After establishment of an intravenous line all patients were given 8 mg betamethasone, 0.3 mg alfentanil and 30 – 50 mg propofol. After sedation the patients received the ankle block in accordance with the randomisation in a single blinded fashion.
All patients also had 10 cc of 10 mg/ml lidocaine subcutaneous around the surgical incision given by the orthopaedic surgeon (IT) under sterile conditions right prior to incision. A general anaesthesia was administered by means of sevoflurane in oxygen/air by mask. Sevoflurane was titrated according to clinical needs by the attending anaesthetist (JJ). Sevoflurane concentrations were continuously monitored by side-stream gas analysis. Peak end-tidal and mean end-tidal sevoflurane concentrations were recorded and used for evaluation of need for anaesthesia.

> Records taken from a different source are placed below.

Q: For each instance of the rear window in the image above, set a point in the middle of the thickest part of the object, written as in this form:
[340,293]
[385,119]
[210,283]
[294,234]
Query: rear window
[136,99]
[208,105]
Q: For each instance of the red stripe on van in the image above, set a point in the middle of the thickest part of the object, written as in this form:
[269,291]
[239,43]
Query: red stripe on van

Immediately after surgery anaesthesia was discontinued and the patients moved to the recovery area, if fully awake and alert possibly bypassing conventional recovery room stay. After arrival in recovery area all patients had an initial oral dose of etoricoxib 120 mg and a loading dose of 30 mg/kg paracetamol.
Patients were discharged when awake, and ambulant with minimal and acceptable levels of subjective pain (VAS < 4).
At discharge all patients were provided with take-home analgesic medication; Etoricoxib 120 mg, paracetamol 1 gr. and dextropropoxyphene 100 mg. All patients were provided with oral and written instruction about pain management at home they were informed to take:
Regularly etoricoxib 120 mg once daily
Additional paracetamol 1 gr. oral when needed (up to four grams daily), as initial pain therapy
Additional dextropropoxyphene 100 mg oral if paracetamol had reviled pain within 30 minutes
They were instructed to take patacetamol and dextropropoxyphene not by routine, but only when needed.
Patients were instructed to fill in a protocol for the first postoperative day; 1st 24 post operative hours, need for any pain medication; paracetamol and dextropropoxyphene, as well as pain ratings at a verbal pain scale; no pain, little pain, pain, severe pain .
Patients' demographics are presented as mean and standard deviation. All results are given as median and range. None-parametric Chi-square test or Mann-Whitney U-test when appropriate studied differences between groups. The number of patients (30 in each group) was determined by a pre-study power analysis based on the findings in a pilot study in our institution; need for additional analgesics in the control (placebo) group of 70% and a clinical relevant absolute reduction in patient taking additional analgesics of 30%, corresponding to clinical significant effect of an ankle block being that only 40% of patients needing additional analgesics during the first postoperative 24 hours with a power of 90 % at p < 0.05. All statistics were made in StatView™ on a Macintosh computer system.